Further question re Ask Bantacs #459 22 May 2013.
The facts remain the same as our earlier question.
We have 2 scenarios
One scenario is to liquidate the company as a whole (ie sell/transfer both blocks) with a return of capital to the shareholders as you suggested in your answer to question #459.
Some of the funds received will be used by one of the shareholders to repurchase both blocks in their own name. We assume as a consequence they would be required to pay the stamp duty on transfer of the titles. The other shareholder will retain their share of the sale proceeds. Capital gain will be paid on the inherited shares.
Neither the syndicate or the company has ever submitted tax returns as neither ever traded. (Syndicate members/shareholders submitted individual tax returns)
Question: Should we wish to liquidate the company as a whole, what, if any, are the ramifications regarding GST?
The second scenario is for the shares in the company to be transferred from the party wishing to sell to the other shareholder for market value consideration and the company remains as is. Capital gain will be paid by the selling shareholder on the inherited share.
Question: Are there any stamp duty ramifications for this scenario?
Should we submit tax returns for the company or syndicate before undertaking any changes?
Stamp duty on transferring shares depends on which state you are in, I don’t think all the states abolished the stamp duty on share transfers.
As for the idea of purchasing the properties off the company yes that should involve stamp duty. Stamp duty laws vary from state to state, the conveyancing solicitor you use will be able to advise. But please don’t do this please find another way. I hate the idea of all the tax this is going to generate for the government. It is just too much of a shame to lose the pre 1985 status.
As per this extract from my previous answer, currently if the property is sold by the company there would be no CGT payable by the company because it is still a pre 85 asset something that you want to hold onto as long as possible. Now from my last answer
“B &C now each own 3 shares 2 pre CGT and 1 post CGT.
The assets held by the company are still considered to be pre CGT
because less than 50% of the underlying ownership has not changed hands.
In fact none of the underlying ownership is considered to have changed
because you inherited A’s shares rather than purchased them.

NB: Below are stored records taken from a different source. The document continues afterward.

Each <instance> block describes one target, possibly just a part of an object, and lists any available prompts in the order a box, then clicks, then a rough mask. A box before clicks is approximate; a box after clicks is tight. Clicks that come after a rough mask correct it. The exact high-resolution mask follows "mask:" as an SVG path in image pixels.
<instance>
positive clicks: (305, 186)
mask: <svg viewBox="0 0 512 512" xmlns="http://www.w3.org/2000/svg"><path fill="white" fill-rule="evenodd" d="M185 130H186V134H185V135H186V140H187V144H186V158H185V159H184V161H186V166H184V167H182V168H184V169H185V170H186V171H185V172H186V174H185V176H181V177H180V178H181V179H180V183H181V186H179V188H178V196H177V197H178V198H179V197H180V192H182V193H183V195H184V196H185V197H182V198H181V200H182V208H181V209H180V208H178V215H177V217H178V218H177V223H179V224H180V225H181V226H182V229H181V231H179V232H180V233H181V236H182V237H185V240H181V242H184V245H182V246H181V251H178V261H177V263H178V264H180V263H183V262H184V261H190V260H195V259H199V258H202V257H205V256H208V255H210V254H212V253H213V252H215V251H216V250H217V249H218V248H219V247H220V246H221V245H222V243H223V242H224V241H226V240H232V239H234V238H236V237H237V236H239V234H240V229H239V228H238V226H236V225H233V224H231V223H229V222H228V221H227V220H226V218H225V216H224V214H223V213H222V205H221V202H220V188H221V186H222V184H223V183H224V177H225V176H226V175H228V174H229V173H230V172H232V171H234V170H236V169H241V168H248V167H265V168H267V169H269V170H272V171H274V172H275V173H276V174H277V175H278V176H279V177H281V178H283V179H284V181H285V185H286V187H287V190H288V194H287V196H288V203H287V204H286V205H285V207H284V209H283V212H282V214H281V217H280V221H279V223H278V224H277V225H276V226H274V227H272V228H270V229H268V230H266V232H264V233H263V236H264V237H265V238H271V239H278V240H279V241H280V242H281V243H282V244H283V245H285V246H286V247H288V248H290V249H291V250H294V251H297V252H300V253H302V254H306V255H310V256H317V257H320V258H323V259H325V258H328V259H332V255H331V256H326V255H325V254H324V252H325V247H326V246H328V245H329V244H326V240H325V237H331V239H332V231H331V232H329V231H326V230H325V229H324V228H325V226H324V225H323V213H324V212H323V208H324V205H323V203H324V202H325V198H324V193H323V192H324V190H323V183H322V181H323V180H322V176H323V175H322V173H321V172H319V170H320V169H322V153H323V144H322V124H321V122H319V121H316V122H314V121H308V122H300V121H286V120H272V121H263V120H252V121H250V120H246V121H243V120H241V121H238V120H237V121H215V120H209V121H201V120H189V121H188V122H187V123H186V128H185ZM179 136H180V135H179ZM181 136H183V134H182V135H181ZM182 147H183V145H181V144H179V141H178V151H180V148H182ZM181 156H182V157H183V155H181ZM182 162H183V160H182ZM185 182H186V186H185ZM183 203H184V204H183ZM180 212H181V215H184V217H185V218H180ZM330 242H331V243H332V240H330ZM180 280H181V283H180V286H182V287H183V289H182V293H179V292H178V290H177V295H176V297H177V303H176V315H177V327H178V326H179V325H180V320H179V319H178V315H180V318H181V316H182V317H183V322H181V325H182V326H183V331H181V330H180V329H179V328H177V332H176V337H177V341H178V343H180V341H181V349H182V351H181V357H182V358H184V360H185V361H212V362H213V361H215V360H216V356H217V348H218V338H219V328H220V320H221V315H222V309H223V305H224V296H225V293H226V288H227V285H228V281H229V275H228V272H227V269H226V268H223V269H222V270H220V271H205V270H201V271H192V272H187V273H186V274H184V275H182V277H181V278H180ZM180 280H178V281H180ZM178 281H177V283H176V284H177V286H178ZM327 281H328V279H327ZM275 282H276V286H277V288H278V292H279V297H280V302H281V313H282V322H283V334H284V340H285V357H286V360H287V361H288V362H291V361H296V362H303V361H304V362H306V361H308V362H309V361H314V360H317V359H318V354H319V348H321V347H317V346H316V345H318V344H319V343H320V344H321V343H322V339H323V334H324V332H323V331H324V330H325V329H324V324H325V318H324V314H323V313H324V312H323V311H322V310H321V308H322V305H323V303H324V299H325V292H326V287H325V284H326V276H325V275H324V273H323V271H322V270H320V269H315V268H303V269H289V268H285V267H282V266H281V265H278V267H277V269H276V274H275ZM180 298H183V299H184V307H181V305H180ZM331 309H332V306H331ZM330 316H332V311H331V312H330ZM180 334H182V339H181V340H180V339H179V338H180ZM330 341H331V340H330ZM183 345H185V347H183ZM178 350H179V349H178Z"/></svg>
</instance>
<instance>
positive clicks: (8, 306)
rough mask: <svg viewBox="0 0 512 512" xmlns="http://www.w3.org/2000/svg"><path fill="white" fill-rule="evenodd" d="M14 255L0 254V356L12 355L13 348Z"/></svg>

Now if you were to sell the shares the situation would be straight
forward. No CGT on the 2 you each held from before 1985. The one you each
inherited would be subject to CGT on the difference between the market
value of the shares (relevant to the value of the underlying asset) when
you inherited them “
So there would be very little CGT if shares were sold. The problem is changing half of the underlying ownership will destroy the pre 85 status of the rest of the property. This still seems better than selling the whole property but if the whole property was transferred out of the company there maybe future opportunity to utilise the main residence exemption. It is possible maybe the exiting shareholder will be happy to just sell 2 of the 3 shares. Maybe shares can be split without affecting anything so the remaining shareholder is left with just 51%. This needs to be considered by a specialist who knows your whole circumstances and this law a lot better than I do because there is too much at stake.
It sounds like you are all related in some way and may even be in each other’s will. With detailed advice you may be able to come to an arrangement where not all of the 50% is transferred out but the exiting person still gets to do what they want. Remember the fact you inherited the shares meant there was no change in the underlying ownership ie the asset remained pre 85, it just made the shares that became post 85.
As I said in your first answer you need to get professional advice on how best to structure this to your personal circumstances. I think there is potential for the remaining shareholder to purchase the shares from the exiting share holder and still keep the pre 85 status but as there is so much at stake I want you to be absolutely sure. Use my answer as a way of weeding out advisers that don’t have enough knowledge on the topic. I don’t know enough about all the personal needs and wants here but I would think losing the pre 85 status should be avoided at all costs. I am very concerned for the person left with the property.
There are no GST consequences because the company is not registered for GST and its operations would not meet the definition of enterprise as per MT 2006/1
The only time the company would need to lodge a tax return is if it sells the property.
This issue is getting beyond askbantacs because you need to drill right down into every detail of your arrangement. You need to take the other shareholder and have a good talk with a very experienced adviser. There is a lot of money at stake, make sure you get it right.